Imagine the variation of an experiment containing a July-only promotion. During that month, the experiment may show significant uplift due to the variation. But if the experiment continues into August, that uplift may diminish or even disappear. In this case, any statistical conclusions based on July's data no longer apply. 

Optimizely recommends running all tests for a minimum of one business cycle (seven days) to ensure all kinds of user behavior are accounted for.

By detecting this change and resetting significance, Stats Engine keeps you from jumping to an erroneous conclusion—that is, the lift from the July promotion is no longer in effect. Of course, in this example, the effect is easy to avoid because you already know about the promotion. However, there are many external factors you might not know about that could have similar, short-term effects. Stats reset is intended to guard against events like these.

Unlike in traditional statistical tests, the currently-observed improvement value may not always lie exactly in the center of the confidence interval. It can fluctuate. If the improvement ever drifts outside the confidence interval, Stats Engine interprets that as strong evidence that the current lift and the historical lift are different and will in turn trigger a stats reset, as depicted in the figure below.



Stats reset information

Stats resets are protective measures.
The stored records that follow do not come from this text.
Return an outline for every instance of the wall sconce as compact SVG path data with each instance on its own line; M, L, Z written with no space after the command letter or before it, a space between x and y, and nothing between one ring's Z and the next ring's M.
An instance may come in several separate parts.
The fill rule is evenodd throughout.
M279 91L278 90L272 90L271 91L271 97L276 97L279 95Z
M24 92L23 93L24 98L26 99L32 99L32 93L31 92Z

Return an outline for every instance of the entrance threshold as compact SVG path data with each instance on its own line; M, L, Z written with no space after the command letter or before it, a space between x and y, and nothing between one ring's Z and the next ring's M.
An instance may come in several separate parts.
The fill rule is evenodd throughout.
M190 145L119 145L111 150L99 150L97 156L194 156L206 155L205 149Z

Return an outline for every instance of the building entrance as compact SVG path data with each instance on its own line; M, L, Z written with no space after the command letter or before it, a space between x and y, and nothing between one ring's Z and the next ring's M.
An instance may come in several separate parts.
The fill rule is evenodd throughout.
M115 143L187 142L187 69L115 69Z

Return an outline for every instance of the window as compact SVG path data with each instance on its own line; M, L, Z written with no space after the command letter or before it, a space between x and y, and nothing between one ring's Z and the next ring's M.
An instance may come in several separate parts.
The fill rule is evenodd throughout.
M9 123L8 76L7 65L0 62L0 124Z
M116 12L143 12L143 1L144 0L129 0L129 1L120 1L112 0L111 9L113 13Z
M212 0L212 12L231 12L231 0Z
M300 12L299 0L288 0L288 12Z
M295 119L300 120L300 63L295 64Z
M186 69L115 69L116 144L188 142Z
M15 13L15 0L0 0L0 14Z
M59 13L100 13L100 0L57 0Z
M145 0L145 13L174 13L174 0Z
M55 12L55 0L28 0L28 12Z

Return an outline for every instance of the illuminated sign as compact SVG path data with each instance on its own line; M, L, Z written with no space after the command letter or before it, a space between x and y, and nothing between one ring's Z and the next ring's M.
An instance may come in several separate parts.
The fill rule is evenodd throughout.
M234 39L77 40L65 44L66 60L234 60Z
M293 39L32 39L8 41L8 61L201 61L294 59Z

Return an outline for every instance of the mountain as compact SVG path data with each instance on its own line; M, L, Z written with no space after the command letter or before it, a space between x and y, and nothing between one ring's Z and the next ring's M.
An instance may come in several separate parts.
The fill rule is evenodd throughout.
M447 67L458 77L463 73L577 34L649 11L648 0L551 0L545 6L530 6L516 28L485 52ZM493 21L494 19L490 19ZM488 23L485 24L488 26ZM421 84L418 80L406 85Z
They are not meant to indicate something is wrong with your experiment automatically. Despite the reset, Stats Engine still remembers all of the data collected before the reset to help you regain significance.

Stats resets can happen for a few reasons. Here are the most common:

  • Data initially looked significant but no longer does after gathering additional information
  • Underlying change in the environment that requires Stats Engine to be more conservative.
  • Traffic allocation changed mid-experiment, which caused accuracy issues.
Changing an experiment mid-experiment can lead to incorrect conclusions. See changing an experiment while it is running for more information.

Stats reset is a strength of Optimizely's Stats Engine. It is unwilling to declare victory too soon and does not stubbornly hold on to a conclusion contradicted by later data.